Miller went on to explain the purpose of mitigating evidence and said that a juror’s “heart and moral compass” can guide them in determining whether mitigation should outweigh the aggravating factor. She said jurors are required by law to know and have an understanding of Maples’ life.

Miller then painted a picture of a boy “born behind the 8-ball” to a family with a history of addiction, mental illness and alcoholism. Maples’ mother gave birth at a young age and wasn’t yet ready to be a “mama,” according to Miller. His mother sent him to live with his father when he was 3 years old.

“He grew up believing his mama didn’t want him,” Miller said. The experience “left a mama-shaped hole in his heart.”

Maples’ life with his father wasn’t much of an improvement, according to Miller. His father spent money on alcohol at the expense of food and utility bills, she said. He frequently told Maples that he “wouldn’t amount to anything,” according to Miller.

At 16 years old, Maples went to live with his mother for a short while before she asked him to leave following a confrontation, Miller said. Maples went back to live with his father.

“The mama-shaped hole got wider and deeper,” she said. “It was the beginning of a downward spiral.”

Maples dropped out of high school and fell in with the wrong crowd, according to Miller. He began using drugs: first marijuana, then LSD, cocaine, crack cocaine and meth. He couldn’t hold down a job. His father kicked him out of the house. He tried to enlist in the Army, according to Miller, but was turned away after testing positive for marijuana.

“Experts will tell you that people with no self-worth do self-destructive things,” Miller said.
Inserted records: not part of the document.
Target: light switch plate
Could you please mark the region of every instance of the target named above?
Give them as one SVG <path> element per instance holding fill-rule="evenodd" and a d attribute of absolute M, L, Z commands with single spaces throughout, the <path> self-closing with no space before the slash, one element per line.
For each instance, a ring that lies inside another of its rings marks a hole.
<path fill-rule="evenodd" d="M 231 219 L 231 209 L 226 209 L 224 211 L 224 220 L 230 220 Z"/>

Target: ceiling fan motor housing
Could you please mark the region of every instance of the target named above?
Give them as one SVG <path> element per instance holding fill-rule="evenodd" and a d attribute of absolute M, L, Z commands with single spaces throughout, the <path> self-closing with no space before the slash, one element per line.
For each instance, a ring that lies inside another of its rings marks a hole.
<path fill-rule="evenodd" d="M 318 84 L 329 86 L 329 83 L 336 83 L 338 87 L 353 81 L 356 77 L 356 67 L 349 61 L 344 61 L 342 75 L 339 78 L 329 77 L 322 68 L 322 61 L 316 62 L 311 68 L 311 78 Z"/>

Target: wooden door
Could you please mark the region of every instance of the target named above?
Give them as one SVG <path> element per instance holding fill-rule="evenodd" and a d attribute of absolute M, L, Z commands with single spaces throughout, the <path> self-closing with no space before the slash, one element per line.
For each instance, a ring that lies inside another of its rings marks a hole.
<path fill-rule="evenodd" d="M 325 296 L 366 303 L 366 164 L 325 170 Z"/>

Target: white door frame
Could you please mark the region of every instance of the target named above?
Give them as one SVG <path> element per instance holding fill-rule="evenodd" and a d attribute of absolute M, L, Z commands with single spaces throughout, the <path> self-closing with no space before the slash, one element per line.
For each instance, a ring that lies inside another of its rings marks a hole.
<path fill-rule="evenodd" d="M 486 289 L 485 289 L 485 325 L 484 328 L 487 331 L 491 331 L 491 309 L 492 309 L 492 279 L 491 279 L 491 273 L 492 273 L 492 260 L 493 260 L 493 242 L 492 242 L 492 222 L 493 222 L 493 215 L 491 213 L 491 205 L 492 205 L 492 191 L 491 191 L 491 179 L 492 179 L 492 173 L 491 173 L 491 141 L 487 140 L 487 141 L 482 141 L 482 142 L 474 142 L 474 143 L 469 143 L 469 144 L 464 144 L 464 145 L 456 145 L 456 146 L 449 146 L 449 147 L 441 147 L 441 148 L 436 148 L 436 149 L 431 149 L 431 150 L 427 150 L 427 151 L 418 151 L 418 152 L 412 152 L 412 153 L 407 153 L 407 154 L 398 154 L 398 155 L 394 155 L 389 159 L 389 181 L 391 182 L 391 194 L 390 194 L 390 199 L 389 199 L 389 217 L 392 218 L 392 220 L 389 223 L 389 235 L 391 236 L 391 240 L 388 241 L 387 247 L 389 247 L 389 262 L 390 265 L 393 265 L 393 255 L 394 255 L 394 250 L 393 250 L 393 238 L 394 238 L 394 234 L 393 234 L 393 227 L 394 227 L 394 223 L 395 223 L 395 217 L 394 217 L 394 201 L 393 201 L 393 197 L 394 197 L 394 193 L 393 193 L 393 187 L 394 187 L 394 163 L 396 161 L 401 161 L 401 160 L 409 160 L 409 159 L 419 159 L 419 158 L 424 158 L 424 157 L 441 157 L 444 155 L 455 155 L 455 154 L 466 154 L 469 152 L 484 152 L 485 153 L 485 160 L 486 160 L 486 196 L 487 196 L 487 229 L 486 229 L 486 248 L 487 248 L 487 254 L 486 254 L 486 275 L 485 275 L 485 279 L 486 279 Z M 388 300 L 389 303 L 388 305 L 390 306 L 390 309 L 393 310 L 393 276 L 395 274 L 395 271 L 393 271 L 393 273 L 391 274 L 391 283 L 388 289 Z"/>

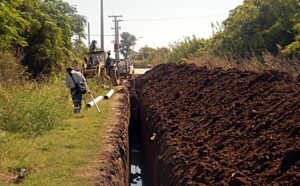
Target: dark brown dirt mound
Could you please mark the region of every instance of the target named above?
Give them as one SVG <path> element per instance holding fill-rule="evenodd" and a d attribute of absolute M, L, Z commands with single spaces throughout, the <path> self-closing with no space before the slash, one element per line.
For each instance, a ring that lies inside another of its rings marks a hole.
<path fill-rule="evenodd" d="M 136 84 L 152 184 L 299 185 L 296 78 L 169 64 Z"/>

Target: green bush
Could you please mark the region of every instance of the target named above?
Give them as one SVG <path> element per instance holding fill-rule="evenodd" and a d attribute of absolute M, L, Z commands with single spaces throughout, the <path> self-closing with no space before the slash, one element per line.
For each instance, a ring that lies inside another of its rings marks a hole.
<path fill-rule="evenodd" d="M 62 123 L 66 113 L 67 90 L 49 84 L 26 84 L 0 88 L 0 130 L 41 133 Z"/>
<path fill-rule="evenodd" d="M 186 37 L 171 46 L 171 53 L 168 57 L 170 63 L 184 63 L 193 56 L 206 54 L 208 52 L 209 40 L 198 39 L 195 36 Z"/>

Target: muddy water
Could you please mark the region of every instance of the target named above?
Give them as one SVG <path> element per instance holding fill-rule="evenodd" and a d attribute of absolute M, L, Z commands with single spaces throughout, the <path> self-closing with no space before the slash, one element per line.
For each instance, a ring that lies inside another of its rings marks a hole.
<path fill-rule="evenodd" d="M 142 146 L 138 141 L 135 141 L 130 146 L 130 185 L 146 185 L 145 175 Z"/>
<path fill-rule="evenodd" d="M 147 186 L 146 162 L 143 151 L 141 131 L 141 114 L 135 96 L 130 97 L 130 125 L 129 125 L 129 185 Z"/>
<path fill-rule="evenodd" d="M 141 130 L 138 123 L 131 124 L 129 127 L 129 153 L 130 153 L 130 185 L 145 186 L 146 169 L 143 157 L 143 146 Z"/>

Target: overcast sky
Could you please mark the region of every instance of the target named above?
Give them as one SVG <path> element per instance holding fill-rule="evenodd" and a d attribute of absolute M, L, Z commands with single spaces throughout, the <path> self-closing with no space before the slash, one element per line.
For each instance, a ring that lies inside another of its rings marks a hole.
<path fill-rule="evenodd" d="M 92 40 L 100 45 L 100 0 L 64 0 L 75 5 L 91 24 Z M 222 22 L 230 10 L 243 0 L 104 0 L 105 35 L 112 35 L 113 22 L 108 15 L 123 15 L 122 32 L 138 39 L 135 50 L 168 47 L 185 36 L 209 38 L 211 22 Z M 112 50 L 114 37 L 105 37 L 105 49 Z"/>

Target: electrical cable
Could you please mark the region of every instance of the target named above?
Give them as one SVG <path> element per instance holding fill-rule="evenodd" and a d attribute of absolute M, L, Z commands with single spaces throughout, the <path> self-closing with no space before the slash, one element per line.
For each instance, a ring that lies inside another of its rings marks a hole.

Eventually, Maples was arrested for drugs, according to Miller, and became a confidential informant for police. After receiving credible threats, his father sent him to live with his uncle, a “traumatized, alcoholic” Vietnam veteran.

“He was living and getting drunk with the person who was supposed to get him straight,” Miller said. Eventually, Maples ended up back at his father’s home. “It was the last stop before this crime occurred.”

Since then, Maples has spent nearly 29 years in prison. Miller said during that time, despite harsh prison conditions, he had no violent offenses and is not a danger to anyone in prison.

“Nothing that anybody here will say will change that he’s a guilty murderer,” she said. “We ask you to see the 50-year-old man sitting at the counsel table. We ask you to see the son, the cousin, the human being.

“We’re not asking you to excuse him or forgive him, or even like him. We are here asking you to sentence Corey Maples to life without the possibility of parole.”

With Miller finished, the jury was escorted from the courtroom. The defense will call its first witness Wednesday morning.

Before the parties were dismissed, both agreed to cut a juror who had apparently fallen asleep in court Monday and again during Miller’s opening argument.